Adjust How and When You Eat

Blood pressure naturally dips after eating because your body diverts blood to the digestive system. For some people, especially older adults, this post-meal drop is steep enough to cause dizziness or fainting. If your symptoms tend to appear after meals, a few changes help: eat six smaller meals throughout the day instead of three large ones, and keep carbohydrate content low at each sitting. High-carb meals cause the most dramatic drops. Drinking water before eating also helps maintain blood volume during digestion.

Elevate the Head of Your Bed

If your blood pressure is lowest in the morning, sleeping with the head of your bed raised can help your body adjust to position changes overnight. The recommended tilt is about 10 degrees, which translates to roughly a 9-inch elevation at the head end.
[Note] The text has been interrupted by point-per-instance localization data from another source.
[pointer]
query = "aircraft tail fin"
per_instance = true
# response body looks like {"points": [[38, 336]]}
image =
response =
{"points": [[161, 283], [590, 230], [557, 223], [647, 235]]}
You can achieve this with bed risers or a foam wedge under the mattress. This trains your body to tolerate upright positions better and reduces the sharp drop that happens when you first get out of bed.

Medications for Persistent Low Blood Pressure

When lifestyle changes aren’t enough, several prescription medications can raise blood pressure. The most commonly prescribed is midodrine, which works by tightening blood vessels. It’s taken multiple times a day and has a relatively short duration of action, so timing doses around your most symptomatic periods matters. Another option is fludrocortisone, a synthetic hormone that causes your kidneys to hold onto more sodium, increasing blood volume. It also makes blood vessels more responsive to signals that tighten them.

Other medications your doctor might consider include droxidopa, which your body converts into a chemical that constricts blood vessels and raises heart rate, and pyridostigmine, which works through a different pathway to support blood pressure during standing. These are typically reserved for people with an underlying neurological cause for their low blood pressure, such as autonomic failure or Parkinson’s disease.

Medication choice depends heavily on the cause of your low blood pressure, other conditions you have, and when your symptoms are worst. Most doctors start with the lowest effective dose and adjust gradually.